Rev 4559: Adding an inventory text cache. in http://bazaar.launchpad.net/~jameinel/bzr/1.18-2a-bundle-performance

John Arbash Meinel john at arbash-meinel.com
Mon Jul 27 19:56:31 BST 2009


At http://bazaar.launchpad.net/~jameinel/bzr/1.18-2a-bundle-performance

------------------------------------------------------------
revno: 4559
revision-id: john at arbash-meinel.com-20090727185611-sf3mfgry3e5e9hbw
parent: john at arbash-meinel.com-20090727180319-of88nkq0bwjzr9hk
committer: John Arbash Meinel <john at arbash-meinel.com>
branch nick: 1.18-2a-bundle-performance
timestamp: Mon 2009-07-27 13:56:11 -0500
message:
  Adding an inventory text cache.
  
  Drops the time to insert 577 revs from 3m55s down to 3m14s.

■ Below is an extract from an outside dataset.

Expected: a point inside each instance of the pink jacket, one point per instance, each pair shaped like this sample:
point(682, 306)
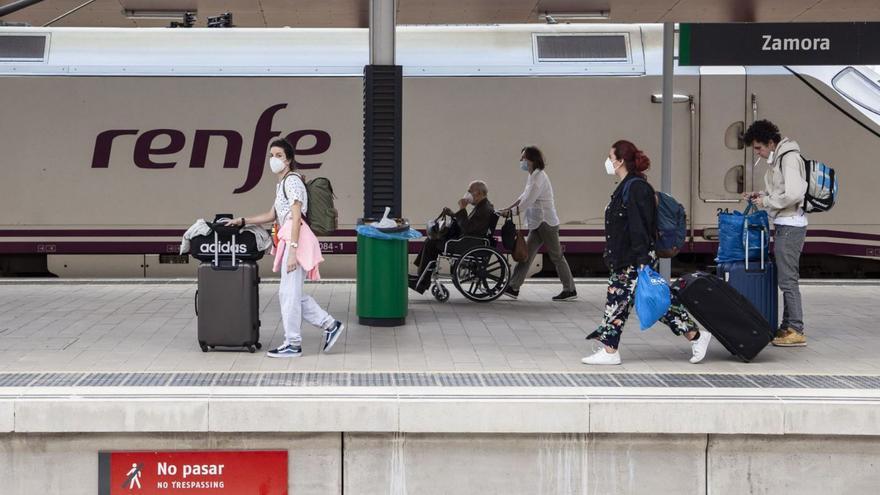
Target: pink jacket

Not as much
  as I would like, but I'm guessing the bulk of the time is in
  add_inventory anyway.
-------------- next part --------------
=== modified file 'bzrlib/bundle/serializer/v4.py'
--- a/bzrlib/bundle/serializer/v4.py	2009-07-27 17:51:10 +0000
+++ b/bzrlib/bundle/serializer/v4.py	2009-07-27 18:56:11 +0000
@@ -22,12 +22,14 @@
     diff,
     errors,
     iterablefile,
+    lru_cache,
     multiparent,
     osutils,
     pack,
     revision as _mod_revision,
+    serializer,
     trace,
-    serializer,
+    ui,
     )
 from bzrlib.bundle import bundle_data, serializer as bundle_serializer
 from bzrlib import bencode
@@ -600,45 +602,90 @@
             vf_records.append((key, parents, meta['sha1'], d_func(text)))
         versionedfile.add_mpdiffs(vf_records)
 
+    def _get_parent_inventory_texts(self, inventory_text_cache, parent_ids):
+        cached_parent_texts = {}
+        remaining_parent_ids = []
+        for parent_id in parent_ids:
+            p_text = inventory_text_cache.get(parent_id, None)

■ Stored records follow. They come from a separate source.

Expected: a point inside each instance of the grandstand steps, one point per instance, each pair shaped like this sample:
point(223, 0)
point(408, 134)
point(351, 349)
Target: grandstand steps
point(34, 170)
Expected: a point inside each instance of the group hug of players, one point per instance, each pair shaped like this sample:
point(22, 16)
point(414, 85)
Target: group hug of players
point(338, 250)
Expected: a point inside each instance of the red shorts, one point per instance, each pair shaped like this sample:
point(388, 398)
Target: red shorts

+            if p_text is None:
+                remaining_parent_ids.append(parent_id)
+            else:
+                cached_parent_texts[parent_id] = p_text
+        ghosts = ()
+        if remaining_parent_ids:
+            # first determine what keys are actually present in the local
+            # inventories object (don't use revisions as they haven't been
+            # installed yet.)
+            parent_keys = [(r,) for r in remaining_parent_ids]
+            present_parent_map = self._repository.inventories.get_parent_map(
+                                        parent_keys)
+            present_parent_ids = []
+            ghosts = set()
+            for p_id in remaining_parent_ids:
+                if (p_id,) in present_parent_map:
+                    present_parent_ids.append(p_id)
+                else:
+                    ghosts.add(p_id)
+            to_string = self._source_serializer.write_inventory_to_string
+            for parent_inv in self._repository.iter_inventories(
+                                    present_parent_ids):
+                p_text = to_string(parent_inv)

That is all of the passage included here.